Python Quick Tip: The Difference Between "==" and "is" (Equality vs Identity)
Based on Corey Schafer's video on YouTube. If you like this content, support the original creators by watching, liking and subscribing to their content.
Use `==` to compare whether two values have the same content, not whether they are the same object.
Briefing
In Python, the difference between `==` and `is` comes down to what gets compared: `==` checks whether two values are equal in content, while `is` checks whether two references point to the exact same object in memory. That distinction matters because two separate objects can be “equal” yet still behave differently when mutated.
A real-world analogy frames the issue using soft drinks at a party. Two people might each have a Pepsi can. With `==`, those cans can be treated as equal because they contain the same drink (same contents). But with `is`, the comparison fails if the cans are different physical objects—two different cans sitting in two different places. The example flips when both people share the same can: if both variables reference the same object, then `is` returns true, and changes made through one reference (like adding a lemon) are reflected through the other.
The code examples make the same point with lists. Two lists, `l1` and `l2`, are first created with different contents (e.g., `l1 = [1,2,3,4,5]` and `l2 = [1,2,4,5]`). Using `==` yields `False` because the values differ. After updating `l2` so both lists contain the same elements, `l1 == l2` becomes `True`—even though the lists are still separate objects in memory. That’s the key nuance: equality can be true without identity.
When the comparison switches to `is`, the result changes. `l1 is l2` is `False` when the lists have identical contents but are distinct objects. Then the script assigns `l2 = l1`, making both names refer to the same list object. At that point, `l1 is l2` becomes `True`, and mutability shows why identity matters: modifying `l1` (changing the first element to `6`) also changes `l2`, because both variables now point to the same underlying list.
To connect `is` to concrete mechanics, the examples use Python’s `id()` function to print object memory addresses.
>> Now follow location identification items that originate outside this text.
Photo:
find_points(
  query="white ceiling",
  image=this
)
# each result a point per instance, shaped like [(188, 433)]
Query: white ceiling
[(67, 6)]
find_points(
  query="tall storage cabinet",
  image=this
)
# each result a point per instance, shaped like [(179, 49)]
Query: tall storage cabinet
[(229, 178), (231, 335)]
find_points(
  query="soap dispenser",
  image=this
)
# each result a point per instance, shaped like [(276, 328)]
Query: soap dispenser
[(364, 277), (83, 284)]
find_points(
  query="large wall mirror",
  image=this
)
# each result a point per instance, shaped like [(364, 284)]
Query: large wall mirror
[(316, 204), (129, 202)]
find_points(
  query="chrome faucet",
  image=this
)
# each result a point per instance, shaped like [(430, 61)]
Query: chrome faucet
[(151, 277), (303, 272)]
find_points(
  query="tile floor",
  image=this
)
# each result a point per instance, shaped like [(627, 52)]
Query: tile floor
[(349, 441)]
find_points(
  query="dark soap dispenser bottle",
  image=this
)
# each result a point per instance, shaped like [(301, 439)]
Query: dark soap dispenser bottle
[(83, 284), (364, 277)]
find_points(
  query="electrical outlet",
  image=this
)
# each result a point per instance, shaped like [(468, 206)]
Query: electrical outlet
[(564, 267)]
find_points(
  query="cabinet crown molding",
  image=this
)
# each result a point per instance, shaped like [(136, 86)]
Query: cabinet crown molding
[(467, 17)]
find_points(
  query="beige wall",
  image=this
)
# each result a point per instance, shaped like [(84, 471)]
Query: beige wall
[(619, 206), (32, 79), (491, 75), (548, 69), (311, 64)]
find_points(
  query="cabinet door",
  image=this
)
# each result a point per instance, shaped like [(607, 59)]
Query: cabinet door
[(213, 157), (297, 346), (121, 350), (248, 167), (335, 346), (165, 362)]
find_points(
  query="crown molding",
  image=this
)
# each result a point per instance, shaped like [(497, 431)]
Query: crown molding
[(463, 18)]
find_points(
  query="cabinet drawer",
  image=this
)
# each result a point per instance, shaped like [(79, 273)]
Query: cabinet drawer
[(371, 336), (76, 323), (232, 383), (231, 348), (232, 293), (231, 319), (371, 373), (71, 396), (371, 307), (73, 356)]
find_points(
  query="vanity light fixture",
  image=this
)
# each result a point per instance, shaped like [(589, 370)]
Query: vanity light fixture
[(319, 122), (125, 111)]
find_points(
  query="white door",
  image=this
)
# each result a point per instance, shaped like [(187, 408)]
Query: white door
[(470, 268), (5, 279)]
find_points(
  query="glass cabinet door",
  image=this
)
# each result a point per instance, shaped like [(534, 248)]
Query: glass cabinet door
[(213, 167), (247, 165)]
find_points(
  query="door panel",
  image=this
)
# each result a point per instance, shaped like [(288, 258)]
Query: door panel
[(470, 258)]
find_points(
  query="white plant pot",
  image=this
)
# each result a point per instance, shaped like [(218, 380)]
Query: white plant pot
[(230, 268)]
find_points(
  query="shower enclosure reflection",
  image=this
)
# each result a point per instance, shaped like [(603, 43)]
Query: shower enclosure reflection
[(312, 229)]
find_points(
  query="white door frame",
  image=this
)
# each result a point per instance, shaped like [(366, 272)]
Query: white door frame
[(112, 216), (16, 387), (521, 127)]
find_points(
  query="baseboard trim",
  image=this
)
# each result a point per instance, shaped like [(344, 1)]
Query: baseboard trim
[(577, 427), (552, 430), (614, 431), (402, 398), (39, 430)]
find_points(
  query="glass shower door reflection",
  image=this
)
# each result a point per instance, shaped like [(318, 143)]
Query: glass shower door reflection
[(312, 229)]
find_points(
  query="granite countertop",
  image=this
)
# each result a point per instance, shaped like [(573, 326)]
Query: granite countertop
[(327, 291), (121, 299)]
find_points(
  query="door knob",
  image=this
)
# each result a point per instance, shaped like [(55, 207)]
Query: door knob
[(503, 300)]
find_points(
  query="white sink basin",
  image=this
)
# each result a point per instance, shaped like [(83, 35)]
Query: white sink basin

When `l1` and `l2` are the same object, `id(l1)` and `id(l2)` match, and the comparison `id(l1) == id(l2)` returns `True`. The takeaway is practical: use `==` for value comparisons, and use `is` when the goal is to test whether two references are actually the same object.
Cornell Notes
Python’s `==` operator checks value equality, while `is` checks object identity (whether two references point to the same object in memory). Two lists can be equal in contents (`l1 == l2`) yet still fail identity checks (`l1 is l2`) if they are different objects. Assigning `l2 = l1` makes both names refer to the same mutable list, so changes through one reference appear through the other. Using `id()` reveals the underlying mechanism: `is` effectively corresponds to comparing memory addresses. This distinction prevents subtle bugs, especially when working with mutable objects like lists.
Why can `l1 == l2` be `True` while `l1 is l2` is `False`?
What changes when `l2 = l1` is used instead of creating a separate list with the same values?
How does mutability make identity checks more than a theoretical difference?
How does `id()` relate to `is`?
In the soft-drink analogy, what does each operator correspond to?
Review Questions
- Give an example of two different objects in Python that would make `==` return `True` but `is` return `False`. Explain why.
- What happens to two list variables after `l2 = l1` if you mutate `l1`? Why?
- How would you use `id()` to verify whether two references point to the same object?
Key Points
- 1
Use `==` to compare whether two values have the same content, not whether they are the same object.
- 2
Use `is` to check identity: whether two references point to the exact same object in memory.
- 3
Two objects can be equal in value (`l1 == l2`) while still being different objects (`l1 is l2`).
- 4
Assigning `l2 = l1` makes both variables reference the same mutable object, so mutations through one affect the other.
- 5
Python’s `id()` can be used to inspect object identity by comparing memory addresses.
- 6
Identity checks matter most with mutable types like lists, where shared references change behavior under mutation.